For Volkswagen as a company the vote means relatively little — but it means a great deal in terms of labor relations in American industry. And it’s also a setback for the chair of the VW works council back at the German company’s headquarters in Wolfsburg, who had been heavily invested in the “Works Council in Chattanooga” project, and now finds himself without a partner in the U.S.
It’s mainly a resounding defeat for the UAW, one of the last relevant traditional industry unions in the U.S. President Bob King knew what the issue was with VW: If the union wants to stay relevant at a national level in the future it must be capable of organizing not only General Motors, Ford and Chrysler but also the until now union-less production sites of foreign manufacturers like VW, BMW, Daimler and Toyota that are mostly located in the southern states.
Don’t rock the boat
But if it doesn’t work at VW, where will it work? The model of the works council, which exists in other forms in Europe, is especially widespread in Germany, where local boards comprised of both employees and management implement national labor agreements in a way that makes sense at their particular workplace.
In the past few weeks Republican politicians and conservative groups spent a lot of money on an anti-UAW offensive, but the union’s chances remained relatively good before the vote. Unlike the situation at other plants, VW management was not fighting the union and officially took a neutral stance towards the vote, and a rather friendly unofficial line.
The workers nevertheless decided they didn’t want the union; they feared the build-up of an atmosphere of hostility and the loss of jobs if the union were to prevail; whereas they presently feel decently treated — and paid — at VW.
The Chattanooga case shows with brutal clarity that the American model of the scrappy industry union has seen its day — and this despite the growing anger of Americans at the country’s extreme economic inequality.

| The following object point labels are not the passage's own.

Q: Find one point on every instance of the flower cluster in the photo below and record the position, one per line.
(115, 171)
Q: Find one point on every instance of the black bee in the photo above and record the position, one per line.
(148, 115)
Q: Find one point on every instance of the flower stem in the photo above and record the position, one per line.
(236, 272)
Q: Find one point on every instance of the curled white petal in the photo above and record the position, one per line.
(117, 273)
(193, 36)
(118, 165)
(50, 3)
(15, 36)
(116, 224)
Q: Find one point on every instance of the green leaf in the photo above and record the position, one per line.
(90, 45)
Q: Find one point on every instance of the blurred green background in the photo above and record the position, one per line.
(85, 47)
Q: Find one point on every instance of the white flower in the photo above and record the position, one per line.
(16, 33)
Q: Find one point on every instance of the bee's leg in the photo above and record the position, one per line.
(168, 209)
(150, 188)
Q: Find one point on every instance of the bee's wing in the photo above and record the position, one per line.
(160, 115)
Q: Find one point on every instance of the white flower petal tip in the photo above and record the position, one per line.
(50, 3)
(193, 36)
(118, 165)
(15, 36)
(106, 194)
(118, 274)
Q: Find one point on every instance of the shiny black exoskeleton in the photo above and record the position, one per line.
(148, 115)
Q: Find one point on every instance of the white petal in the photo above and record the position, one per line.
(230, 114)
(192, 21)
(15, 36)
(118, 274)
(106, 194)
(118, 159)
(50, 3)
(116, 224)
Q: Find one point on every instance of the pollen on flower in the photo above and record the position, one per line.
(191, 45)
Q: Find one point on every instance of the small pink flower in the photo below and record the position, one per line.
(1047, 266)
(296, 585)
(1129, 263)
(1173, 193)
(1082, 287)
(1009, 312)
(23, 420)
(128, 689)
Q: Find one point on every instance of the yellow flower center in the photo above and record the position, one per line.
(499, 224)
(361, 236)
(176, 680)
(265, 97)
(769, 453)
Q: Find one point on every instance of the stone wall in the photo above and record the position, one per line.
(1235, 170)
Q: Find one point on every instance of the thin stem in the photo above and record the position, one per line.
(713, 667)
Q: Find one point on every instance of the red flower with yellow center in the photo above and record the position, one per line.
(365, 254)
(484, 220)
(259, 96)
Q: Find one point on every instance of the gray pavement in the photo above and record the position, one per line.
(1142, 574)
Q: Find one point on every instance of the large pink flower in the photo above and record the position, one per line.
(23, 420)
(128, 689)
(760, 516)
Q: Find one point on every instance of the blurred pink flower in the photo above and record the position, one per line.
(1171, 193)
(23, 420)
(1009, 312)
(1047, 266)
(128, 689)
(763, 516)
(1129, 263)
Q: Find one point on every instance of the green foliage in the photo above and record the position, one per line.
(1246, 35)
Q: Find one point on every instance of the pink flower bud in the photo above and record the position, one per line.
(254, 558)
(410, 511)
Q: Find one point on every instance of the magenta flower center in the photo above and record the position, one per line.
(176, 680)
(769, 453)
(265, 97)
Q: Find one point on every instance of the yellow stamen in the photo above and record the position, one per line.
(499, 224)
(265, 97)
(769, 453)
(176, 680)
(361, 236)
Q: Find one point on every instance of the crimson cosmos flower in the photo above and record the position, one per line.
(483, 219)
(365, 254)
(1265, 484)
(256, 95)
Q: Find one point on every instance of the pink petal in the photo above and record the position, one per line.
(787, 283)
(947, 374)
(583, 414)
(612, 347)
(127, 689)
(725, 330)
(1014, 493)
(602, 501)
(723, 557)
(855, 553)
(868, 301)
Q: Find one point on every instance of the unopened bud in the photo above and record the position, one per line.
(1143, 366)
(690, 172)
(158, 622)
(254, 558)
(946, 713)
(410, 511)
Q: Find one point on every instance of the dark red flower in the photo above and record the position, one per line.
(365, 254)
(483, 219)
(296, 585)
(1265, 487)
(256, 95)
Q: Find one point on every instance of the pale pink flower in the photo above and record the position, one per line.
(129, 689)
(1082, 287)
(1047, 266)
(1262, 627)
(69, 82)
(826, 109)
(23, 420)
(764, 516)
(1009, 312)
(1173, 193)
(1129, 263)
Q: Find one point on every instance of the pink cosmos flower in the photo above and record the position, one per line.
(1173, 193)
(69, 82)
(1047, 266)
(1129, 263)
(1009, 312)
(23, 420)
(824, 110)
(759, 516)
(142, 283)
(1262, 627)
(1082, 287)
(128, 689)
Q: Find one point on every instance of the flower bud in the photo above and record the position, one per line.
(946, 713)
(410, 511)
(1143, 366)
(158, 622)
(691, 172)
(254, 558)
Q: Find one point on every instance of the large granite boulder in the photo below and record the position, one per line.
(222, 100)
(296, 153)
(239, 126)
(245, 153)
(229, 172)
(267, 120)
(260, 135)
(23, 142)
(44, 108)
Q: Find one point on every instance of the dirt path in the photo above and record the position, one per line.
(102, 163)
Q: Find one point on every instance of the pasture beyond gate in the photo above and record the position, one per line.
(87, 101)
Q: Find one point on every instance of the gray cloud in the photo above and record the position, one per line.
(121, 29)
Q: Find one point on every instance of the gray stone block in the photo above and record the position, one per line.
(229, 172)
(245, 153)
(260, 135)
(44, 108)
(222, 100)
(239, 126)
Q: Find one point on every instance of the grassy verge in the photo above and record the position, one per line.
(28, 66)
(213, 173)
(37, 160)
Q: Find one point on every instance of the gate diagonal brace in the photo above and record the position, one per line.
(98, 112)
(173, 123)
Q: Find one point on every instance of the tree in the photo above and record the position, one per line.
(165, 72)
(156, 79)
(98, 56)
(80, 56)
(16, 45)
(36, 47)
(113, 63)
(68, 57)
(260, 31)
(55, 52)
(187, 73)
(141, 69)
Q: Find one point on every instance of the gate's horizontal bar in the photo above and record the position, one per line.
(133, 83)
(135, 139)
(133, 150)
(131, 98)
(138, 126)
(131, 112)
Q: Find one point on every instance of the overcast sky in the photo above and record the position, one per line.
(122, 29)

Still relevant are unions for firefighters, police officers, teachers and other public sector employees whose jobs are relatively secure. In future-oriented areas like Silicon Valley unions play no role at all, and they’ve had to step back from traditional industrial sectors.
But that doesn’t mean that the German works council model has become uninteresting for the Americans. On the contrary. During the big showdown in Chattanooga, both conservatives and progressives showed broad sympathy for the idea of cooperative labor relations in companies. With regard to the works council, the UAW explicitly presented itself as a reformed organization that had forsworn the bellicose stances of the past. But the claim was put forward too late to be credible.
If IG Metall and the Wolfsburg works councils are serious about their model, then in the future they should spend less energy lobbying for German support and focus more on developing models with American experts to find a way for a works council to be possible under existing legal stipulations.
The regulation that says that a works council is only possible when the company belongs to a union protects workers was meant to hinder the creation of bodies that might actually favor employers. The works council goal can surely be realized without sacrificing cooperative labor relations. It could be that the Chattanooga vote opens the road to genuine reform in America.